Thursday, April 11, 2013

The Creative Tug of War

I am squandering time. Wasting my life staring at headless pictures in the Library of Congress archives. (Did you know you can access them ALL on line now. I may never get off the keyboard...). Lolling about, intoxicated with dogs and coffee and Aves Apoxy Clay. I even have a commission and I can't seem to finish it. It hurts to just let it sit there. I did the exterior a la DeMeng - plastered it, antiqued it, white washed it, then layered my dark, dank colors over the top. It looks terrific.  But I also have to do the interior. And that's where I am stuck. I used to offer up a clean, simple interior. A picture of the saint aligned with the spirit. Some silk flowers, maybe a rosary or a holy card.

It's a Gede shrine. You'd think I could knock this out of the park. I mean, really - purple and black. A couple skulls, a St. Gerard chromo and there ya go. So simple.

Not. It's Michael DeMeng's fault. His damn classes have cranked up my fire and now I can't help but make bizarre things. My aesthetic has changed completely. The Ghede stepped in and they are leaving a trail of cigar ashes, empty rum bottles and dirty socks. My muse has departed, leaving her panties behind on her walk of shame out of the house. I am spending all my time cleaning up after the Ghede. They are like bad house guests after a frat hazing - stinky, smelly and lazy. That's me - without the stinky, smelly part.

DeMeng has inspired me to collect tchotkes to glue all over my stuff. But my aesthetic comes out, regardless.  My work is all spiritually oriented. I make saint statues - but they don't look like anything the Catholic church has in their archives; in fact, I am pretty sure they exorcise what falls out of my head these days. This one is my interpretation of St. George and his dragon: it's Ave Apoxy Clay over a Pez dispenser (Michael's idea, not mine, though I love his warped sense of art.)

And I find the most appropriate things in the most inappropriate places. I was digging through a bin of broken toys yesterday at the thrift store, my cart full of things like bent candle sticks, broken clock cases, dirty baby dolls and a bag of barbie heads. A nice older woman heard me giggling over the bag of barbie heads and asked what I was doing with them. I looked up from my deranged place of creativity and said,"Shrunken head memorial!" She skittered away, fear framing her face. I shrugged and went back to digging. My inner Demon is having a field day.

The wall of inspiration behind me now looks like a Victorian Cabinet of Curiosities. Baby doll faces stare blankly at me from assorted containers. Dinosaur glow-in-the-dark bones await resurrection as chest pieces on Pez Containers. I've become that kid tearing wings off flies, only I do it to angels and cherbs. God will be sending his fiery Seraphim after me soon.

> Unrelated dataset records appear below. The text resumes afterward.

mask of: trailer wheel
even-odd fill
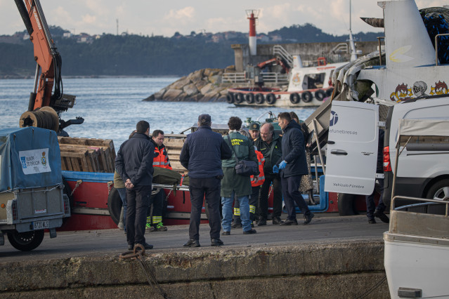
[[[313,96],[312,93],[310,91],[304,91],[301,94],[302,101],[304,102],[309,102],[312,101]]]
[[[429,189],[427,198],[436,200],[449,200],[449,179],[440,180]]]
[[[356,194],[339,193],[337,196],[338,202],[338,213],[340,216],[351,216],[358,215],[356,210]]]
[[[22,251],[33,250],[42,243],[44,230],[18,232],[16,230],[8,232],[9,243],[15,249]]]
[[[123,203],[122,202],[120,194],[119,194],[119,191],[115,188],[112,188],[108,197],[108,210],[109,210],[109,214],[112,218],[112,221],[116,225],[118,225],[120,221],[120,212],[122,212],[122,205]]]

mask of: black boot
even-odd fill
[[[315,199],[313,199],[313,190],[311,189],[307,192],[308,193],[308,205],[315,206],[316,203],[315,202]]]

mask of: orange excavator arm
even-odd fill
[[[30,96],[28,110],[51,107],[63,94],[60,56],[51,39],[39,0],[15,1],[30,34],[30,39],[33,43],[37,62],[34,90]],[[52,95],[53,86],[55,92]]]

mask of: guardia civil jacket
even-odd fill
[[[231,146],[233,146],[239,160],[252,160],[257,163],[254,147],[247,137],[240,133],[230,131],[229,135],[224,136],[223,138],[231,150]],[[252,193],[250,178],[235,173],[235,154],[233,152],[230,159],[223,160],[223,178],[221,180],[221,194],[223,197],[230,197],[233,191],[237,197],[249,195]]]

I am painting on anything and everything I can lay my hands on. This is a new world for me - I was trained as a sculptor and ceramic artist. I mean it when I say I am painting like a drunk monkey. Or Van Gogh on a binge. I just reordered some of my paints in 24 oz sizes. A freakin' QUART of paint for god's sake. Don bought me a wonderful collection of brushes and I giggled over them, giddy to begin destroying them by painting the Aves apoxy clay onto the paper tomb I am building for Gede. Back to the Gede shrine. It needs...something, but I don't know what just yet.

I used to make these shrines by the dozen. They looked like this one below -- sort of Disney-esque, a little too graphic. I was a designer, doing sets and big film backgrounds. You'd be really surprised to see how much bad art is done in the name of film making. Anyway, folks seemed to like them. I even did an entire temple of shrines for some Vodoun Gnostic dude in Istanbul, Turkey. His temple now houses some of the most bizarre shrines I ever did -- covered in real snake skins, leg bones of coyotes and vulture skulls. I was so creeped out by them, I never took pictures. I must have been high from the apoxy glue when I painted them. He loved them. I consider them a were a precursor to the work I am doing now.

I will find my way back to Gede. I just read Andrea Matus DeMeng's blog on her Justice piece. I so feel her pain. The shrine waits, leering at me from the work table. It's behind me, so I can write without looking. But it'll be there when I turn around. It's little cluster of Gede faces laughing at me, offering me their grins and grimaces.

Tomorrow I will start again. Right now, I think I'll look up circus freaks in the Library. Maybe that'll get my giddy up going.